[yt-dev] rockstar issues

Fri Nov 9 16:10:13 PST 2012

Hi Chris & Matt,

I think I've found the source of the duplicate halo issue. What I've
changed is now readers only allocate an array as large as the number
of particles it will read in, not the full count of particles.

With this change using multiple readers substantially speeds things
up. With 12 total tasks, 1 reader, 256**3 particles in 49,000 grids
(Enzo), it took 8m42s from start to finish. But with 12 tasks/8
readers, it took only 2m28s. Of course, this only works on a parallel
disk system.

Another small change I've made is that grids are now assigned
cyclically to readers like [block::NUM_BLOCKS], rather than
np.array_split() which assigns them in blocks. This sped up a 12
task/8 reader run from 3m40s to 2m28s (quoted above) on the same Enzo
dataset.
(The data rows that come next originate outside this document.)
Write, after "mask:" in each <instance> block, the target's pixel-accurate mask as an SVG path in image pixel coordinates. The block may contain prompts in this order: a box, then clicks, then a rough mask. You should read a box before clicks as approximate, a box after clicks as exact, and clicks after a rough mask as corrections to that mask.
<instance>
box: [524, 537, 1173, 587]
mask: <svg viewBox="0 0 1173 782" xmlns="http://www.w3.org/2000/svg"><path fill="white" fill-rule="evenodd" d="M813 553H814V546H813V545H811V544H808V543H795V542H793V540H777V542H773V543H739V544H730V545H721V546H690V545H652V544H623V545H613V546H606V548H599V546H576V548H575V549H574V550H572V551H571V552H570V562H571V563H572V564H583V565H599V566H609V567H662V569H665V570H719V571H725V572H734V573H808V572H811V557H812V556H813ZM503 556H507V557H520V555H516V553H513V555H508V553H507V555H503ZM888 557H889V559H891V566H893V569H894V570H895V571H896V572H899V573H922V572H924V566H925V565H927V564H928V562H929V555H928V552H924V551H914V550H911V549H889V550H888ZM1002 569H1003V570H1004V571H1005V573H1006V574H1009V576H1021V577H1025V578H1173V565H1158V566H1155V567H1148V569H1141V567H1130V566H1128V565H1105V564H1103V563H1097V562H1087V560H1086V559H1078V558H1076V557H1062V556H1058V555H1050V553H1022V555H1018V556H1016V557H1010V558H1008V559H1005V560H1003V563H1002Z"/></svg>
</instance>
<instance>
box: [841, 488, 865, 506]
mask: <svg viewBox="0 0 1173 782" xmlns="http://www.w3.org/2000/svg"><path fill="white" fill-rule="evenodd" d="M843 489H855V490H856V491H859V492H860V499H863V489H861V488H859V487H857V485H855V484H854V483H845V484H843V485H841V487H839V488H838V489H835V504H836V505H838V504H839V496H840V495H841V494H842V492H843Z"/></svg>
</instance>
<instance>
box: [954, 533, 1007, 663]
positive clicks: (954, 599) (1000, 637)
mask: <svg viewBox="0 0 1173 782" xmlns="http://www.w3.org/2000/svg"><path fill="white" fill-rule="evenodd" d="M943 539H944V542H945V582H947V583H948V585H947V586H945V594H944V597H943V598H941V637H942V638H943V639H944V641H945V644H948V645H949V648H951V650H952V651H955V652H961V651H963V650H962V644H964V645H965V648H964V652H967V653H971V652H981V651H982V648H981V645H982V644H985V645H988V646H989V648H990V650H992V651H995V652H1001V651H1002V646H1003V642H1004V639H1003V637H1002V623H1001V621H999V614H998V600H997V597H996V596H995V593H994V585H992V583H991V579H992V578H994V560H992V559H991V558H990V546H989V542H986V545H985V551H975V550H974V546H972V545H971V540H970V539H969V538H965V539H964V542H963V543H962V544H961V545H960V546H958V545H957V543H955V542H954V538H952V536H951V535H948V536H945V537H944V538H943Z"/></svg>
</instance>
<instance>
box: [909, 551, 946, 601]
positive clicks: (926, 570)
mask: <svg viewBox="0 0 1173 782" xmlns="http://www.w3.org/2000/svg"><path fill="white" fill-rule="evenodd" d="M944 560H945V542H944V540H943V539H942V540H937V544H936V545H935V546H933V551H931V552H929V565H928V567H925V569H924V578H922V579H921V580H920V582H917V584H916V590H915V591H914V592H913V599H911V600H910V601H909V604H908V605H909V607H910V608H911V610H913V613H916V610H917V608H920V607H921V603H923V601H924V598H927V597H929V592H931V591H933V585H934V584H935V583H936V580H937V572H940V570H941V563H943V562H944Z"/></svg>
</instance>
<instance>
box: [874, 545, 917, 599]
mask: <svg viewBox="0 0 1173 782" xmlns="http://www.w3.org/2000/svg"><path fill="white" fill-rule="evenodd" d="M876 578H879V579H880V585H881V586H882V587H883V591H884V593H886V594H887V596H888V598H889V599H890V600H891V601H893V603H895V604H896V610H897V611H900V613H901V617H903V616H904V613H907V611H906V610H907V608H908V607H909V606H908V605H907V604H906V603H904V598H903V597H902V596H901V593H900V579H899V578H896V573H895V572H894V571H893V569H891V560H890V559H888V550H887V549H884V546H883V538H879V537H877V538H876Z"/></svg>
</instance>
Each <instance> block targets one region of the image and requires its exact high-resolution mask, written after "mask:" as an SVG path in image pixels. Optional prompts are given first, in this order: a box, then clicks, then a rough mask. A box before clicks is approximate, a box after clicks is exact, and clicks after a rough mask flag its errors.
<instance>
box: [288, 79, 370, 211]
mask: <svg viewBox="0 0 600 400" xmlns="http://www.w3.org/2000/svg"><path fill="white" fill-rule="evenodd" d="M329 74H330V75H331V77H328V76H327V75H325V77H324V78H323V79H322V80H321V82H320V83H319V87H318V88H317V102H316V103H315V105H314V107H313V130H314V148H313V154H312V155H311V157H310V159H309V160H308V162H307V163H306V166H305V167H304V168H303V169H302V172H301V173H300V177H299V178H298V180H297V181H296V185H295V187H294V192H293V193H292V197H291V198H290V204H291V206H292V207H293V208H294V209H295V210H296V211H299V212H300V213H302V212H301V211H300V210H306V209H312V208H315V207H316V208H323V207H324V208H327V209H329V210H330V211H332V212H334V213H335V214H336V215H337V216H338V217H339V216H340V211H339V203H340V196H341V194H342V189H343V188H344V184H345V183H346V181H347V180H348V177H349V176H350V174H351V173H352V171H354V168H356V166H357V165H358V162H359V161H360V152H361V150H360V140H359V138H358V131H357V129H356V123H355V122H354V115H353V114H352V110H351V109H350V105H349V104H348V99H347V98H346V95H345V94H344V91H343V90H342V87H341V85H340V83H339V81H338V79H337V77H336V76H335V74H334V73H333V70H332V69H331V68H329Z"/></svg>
This avoids assigning all the root grids to a single reader
and spreads out the particles assigned to each reader much more
evenly, speeding up IO. My guess is that this will not negatively
affect halo finding on other kinds of data, and could speed them up as
well.

For the curious, this shows the changes for these two items in my
branch: http://tinyurl.com/bg8b3ee (goes to Bitbucket).

-- 
Stephen Skory
s at skory.us
http://stephenskory.com/
510.621.3687 (google voice)